The Jefferson Barracks Visitors Center housed the Missouri History Museum’s traveling civil rights exhibit — highlighting the history and resilience of Black lives in St. Louis — on Feb. 21.
Similar events have been hosted before by the county’s Parks and Recreation Department for Black History Month, particularly in North County, but this was the first held at Jefferson Barracks.
“It’s important to showcase what the region has to offer in the form of civil rights,” Jeffrey Edison, Jefferson Barracks Museum educator, said. “We have been kind of at the center of civil rights for so long. Lots of folks think about the Dred Scott case, but we have a lot more to offer. We have a prominent Black community that may not know a lot of these stories, especially within Jefferson Barracks itself. This has a history of Black men serving, Black women serving, so we wanted to bring that knowledge and showcase it to the community members here.”
Titled “1st in Civil Rights,” the exhibit ran from 9 a.m. through 4:30 p.m., with specific topics and themes discussed at various points throughout the day.
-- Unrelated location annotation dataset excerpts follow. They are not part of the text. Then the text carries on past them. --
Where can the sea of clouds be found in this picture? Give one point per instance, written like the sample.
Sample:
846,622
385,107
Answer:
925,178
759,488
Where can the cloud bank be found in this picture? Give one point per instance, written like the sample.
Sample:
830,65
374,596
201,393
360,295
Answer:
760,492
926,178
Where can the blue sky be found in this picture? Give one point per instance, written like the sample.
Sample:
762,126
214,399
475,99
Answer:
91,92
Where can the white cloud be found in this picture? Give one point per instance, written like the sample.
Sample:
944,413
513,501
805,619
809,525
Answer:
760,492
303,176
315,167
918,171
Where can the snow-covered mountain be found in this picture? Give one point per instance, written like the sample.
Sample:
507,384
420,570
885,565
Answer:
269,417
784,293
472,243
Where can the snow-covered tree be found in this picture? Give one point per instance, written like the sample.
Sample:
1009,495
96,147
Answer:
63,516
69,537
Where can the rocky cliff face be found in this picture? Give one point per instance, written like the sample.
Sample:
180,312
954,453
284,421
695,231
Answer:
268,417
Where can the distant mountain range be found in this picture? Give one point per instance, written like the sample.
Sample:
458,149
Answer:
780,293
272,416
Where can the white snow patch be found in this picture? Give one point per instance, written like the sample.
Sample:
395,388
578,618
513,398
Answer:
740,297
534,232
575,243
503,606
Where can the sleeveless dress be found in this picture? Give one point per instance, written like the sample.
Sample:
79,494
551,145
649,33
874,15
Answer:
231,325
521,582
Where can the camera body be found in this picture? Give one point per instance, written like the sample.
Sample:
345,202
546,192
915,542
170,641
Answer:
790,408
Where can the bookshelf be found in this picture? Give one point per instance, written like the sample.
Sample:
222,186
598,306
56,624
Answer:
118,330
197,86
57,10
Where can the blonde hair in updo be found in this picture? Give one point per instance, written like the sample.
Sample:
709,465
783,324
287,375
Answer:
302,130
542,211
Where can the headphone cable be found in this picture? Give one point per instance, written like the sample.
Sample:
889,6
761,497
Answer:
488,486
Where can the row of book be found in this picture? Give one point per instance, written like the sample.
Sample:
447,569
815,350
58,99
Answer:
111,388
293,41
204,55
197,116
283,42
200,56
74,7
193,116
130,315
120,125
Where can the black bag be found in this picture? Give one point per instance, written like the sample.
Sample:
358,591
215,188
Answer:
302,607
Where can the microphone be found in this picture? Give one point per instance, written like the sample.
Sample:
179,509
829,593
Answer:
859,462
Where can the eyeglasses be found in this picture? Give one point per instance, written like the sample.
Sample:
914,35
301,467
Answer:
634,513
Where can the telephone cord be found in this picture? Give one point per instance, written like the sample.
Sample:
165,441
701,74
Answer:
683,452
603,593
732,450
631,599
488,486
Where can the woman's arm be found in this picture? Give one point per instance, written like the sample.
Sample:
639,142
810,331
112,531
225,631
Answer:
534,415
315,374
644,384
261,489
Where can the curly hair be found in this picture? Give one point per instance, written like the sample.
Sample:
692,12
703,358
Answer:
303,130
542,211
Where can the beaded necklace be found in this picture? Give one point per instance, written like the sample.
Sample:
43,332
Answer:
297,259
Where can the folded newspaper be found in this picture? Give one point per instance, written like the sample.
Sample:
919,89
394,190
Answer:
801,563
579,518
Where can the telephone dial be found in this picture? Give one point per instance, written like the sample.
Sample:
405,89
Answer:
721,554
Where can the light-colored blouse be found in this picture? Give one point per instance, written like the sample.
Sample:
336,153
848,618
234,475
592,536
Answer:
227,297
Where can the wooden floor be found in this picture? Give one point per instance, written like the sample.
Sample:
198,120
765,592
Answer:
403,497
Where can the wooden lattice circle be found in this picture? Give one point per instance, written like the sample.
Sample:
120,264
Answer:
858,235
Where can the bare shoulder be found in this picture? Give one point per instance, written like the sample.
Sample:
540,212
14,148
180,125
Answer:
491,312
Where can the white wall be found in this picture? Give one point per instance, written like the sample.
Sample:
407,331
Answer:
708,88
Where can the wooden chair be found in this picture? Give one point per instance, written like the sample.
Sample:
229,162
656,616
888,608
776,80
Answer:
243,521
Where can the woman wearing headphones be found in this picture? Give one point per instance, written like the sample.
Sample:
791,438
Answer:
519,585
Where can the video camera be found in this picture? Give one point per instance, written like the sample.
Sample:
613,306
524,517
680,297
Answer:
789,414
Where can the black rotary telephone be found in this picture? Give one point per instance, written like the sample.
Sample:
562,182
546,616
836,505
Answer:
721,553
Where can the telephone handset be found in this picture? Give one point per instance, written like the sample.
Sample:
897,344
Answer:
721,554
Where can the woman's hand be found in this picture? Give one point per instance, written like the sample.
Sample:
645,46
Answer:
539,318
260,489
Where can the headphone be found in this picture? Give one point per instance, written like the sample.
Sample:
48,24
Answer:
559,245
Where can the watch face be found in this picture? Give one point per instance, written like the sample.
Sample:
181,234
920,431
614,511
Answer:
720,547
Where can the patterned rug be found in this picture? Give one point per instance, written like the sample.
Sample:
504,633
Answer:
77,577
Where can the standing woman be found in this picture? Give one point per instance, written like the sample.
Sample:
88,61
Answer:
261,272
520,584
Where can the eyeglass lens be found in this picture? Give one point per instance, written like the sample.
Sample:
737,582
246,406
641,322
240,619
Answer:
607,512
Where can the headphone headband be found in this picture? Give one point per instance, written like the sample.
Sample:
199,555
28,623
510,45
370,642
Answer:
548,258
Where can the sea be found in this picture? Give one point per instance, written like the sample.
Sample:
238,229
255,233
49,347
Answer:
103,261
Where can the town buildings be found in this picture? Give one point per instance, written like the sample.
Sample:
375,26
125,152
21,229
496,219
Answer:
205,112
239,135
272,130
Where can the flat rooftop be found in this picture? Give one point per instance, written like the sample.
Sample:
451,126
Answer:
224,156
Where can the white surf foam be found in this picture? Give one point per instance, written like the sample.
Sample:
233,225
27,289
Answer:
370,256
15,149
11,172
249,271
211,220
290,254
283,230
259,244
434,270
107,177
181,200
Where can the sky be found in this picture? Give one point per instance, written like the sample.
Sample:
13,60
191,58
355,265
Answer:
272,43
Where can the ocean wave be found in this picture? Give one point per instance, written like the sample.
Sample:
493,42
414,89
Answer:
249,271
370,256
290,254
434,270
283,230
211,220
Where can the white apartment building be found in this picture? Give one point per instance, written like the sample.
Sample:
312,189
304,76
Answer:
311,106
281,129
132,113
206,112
Such topics included how local newspaper editors in the St. Louis Metro East created a collective memory of Martin Luther King Jr. after his assassination, the East St. Louis race riot and the Black community in St. Louis during World War I and World War II.
“It’s an important lasting impact,” Edison said. “This is a boots-on-the-ground movement. It starts with the young kids all the way up to your older generations, and I think there’s something in this exhibit for everyone.”